Although we have little information about Le Colin-maillard that sold in London in 1731, it seems highly likely that this was the original Watteau painting. The painting was only engraved the previous year, leaving very little time for the engraving to have circulated and been copied. The actual sale catalogue has not even survived. All we have is Richard Houlditch’s transcription and that does not record the selling price nor the buyer’s name. It has not been possible to trace the painting in subsequent eighteenth-century sales in England.
Scholars are in agreement that Le Colin Maillard is a very early painting. The overall proportions of the figures—long and with small heads—is a clear indication of this. The stiffness of pose of the men at either side, one seated, the other standing, affords additional evidence of the artist’s lack of skill.
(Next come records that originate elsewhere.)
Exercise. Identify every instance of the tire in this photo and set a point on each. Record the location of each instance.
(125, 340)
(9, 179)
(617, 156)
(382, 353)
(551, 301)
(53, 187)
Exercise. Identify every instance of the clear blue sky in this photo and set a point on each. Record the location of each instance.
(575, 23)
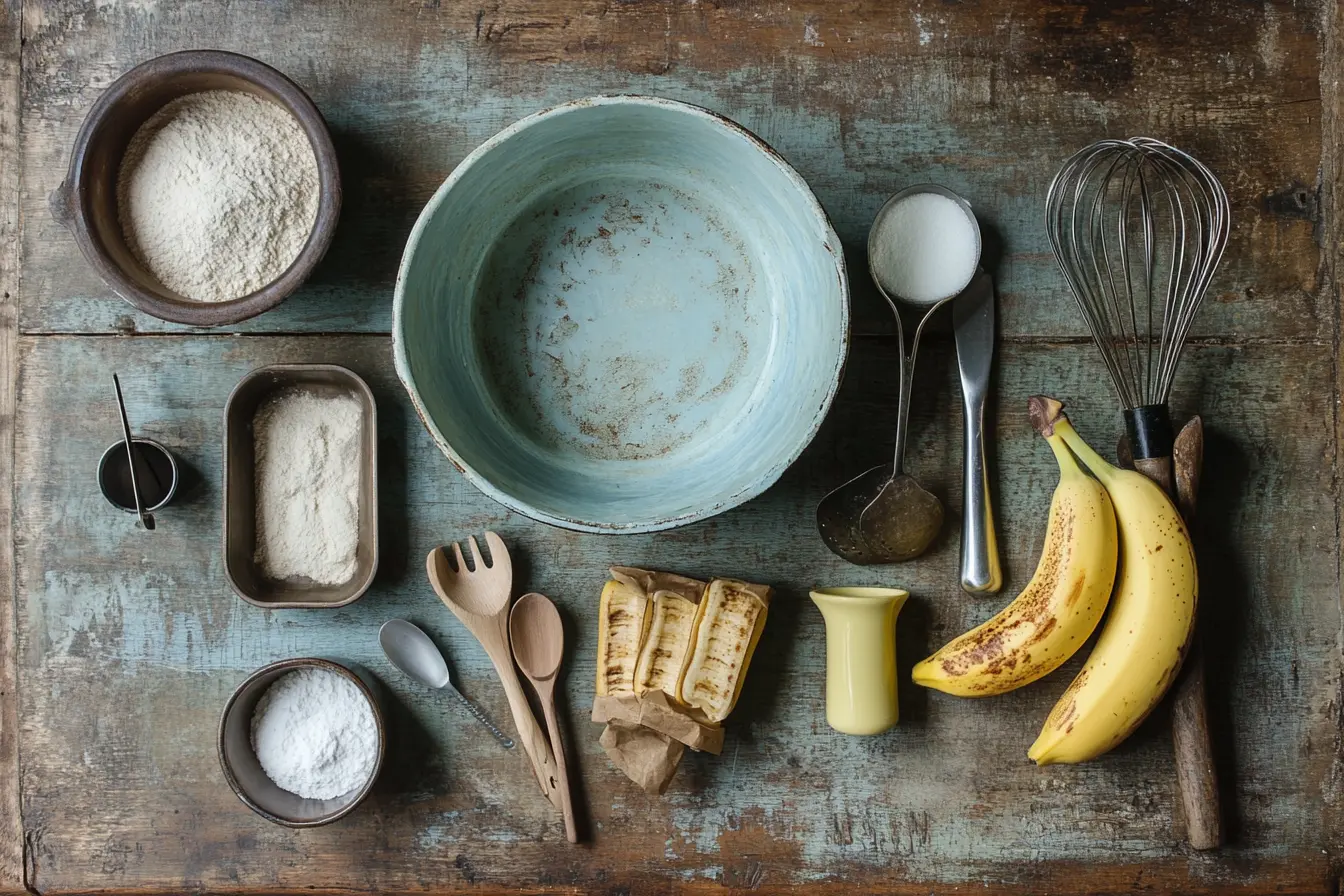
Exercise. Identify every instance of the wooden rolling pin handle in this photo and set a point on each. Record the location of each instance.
(1195, 774)
(1196, 777)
But, as always, there is no agreement as to exactly when the painting was executed since there are few chronological markers in Watteau’s juvenilia. Mathey proposed c. 1705-05; Roland Michel suggested 1705-08; Adhémar favored 1705-09; Rosenberg and Prat dated the Louvre drawing to c. 1708; Eidelberg suggested c. 1708-10. One of the major issues in trying to date Watteau’s early works is that we do not know when Watteau started to paint independently.
Although depictions of games are so frequent in French eighteenth-century paintings, we must not overlook that they still were a novel subject in Watteau’s era. There are precedents, primarily in graphic arts such as Adam Pérelles’ engraving of Le Jeu de colin-maillard. But such pictorial precedents are rare and did not demonstrably influence Watteau’s choice of subject.
Surprisingly, Watteau did not return to the theme of blind man’s buff in his later career, certainly not with the same frequency that he depicted scenes of women on the swing. In contrast, his pupils Pater and Lancret (but not Quillard) repeated the subject many times over. Although Watteau’s characters are fashionably dressed, the landscape setting and the bagpipes in the foreground suggested a pastoral, rural ambience. With Pater and Lancret the mood shifted perceptibly to a richer, more courtly society, sometimes in a palatial setting. In many of Pater’s paintings, cupids assist in what now is a playful game of love.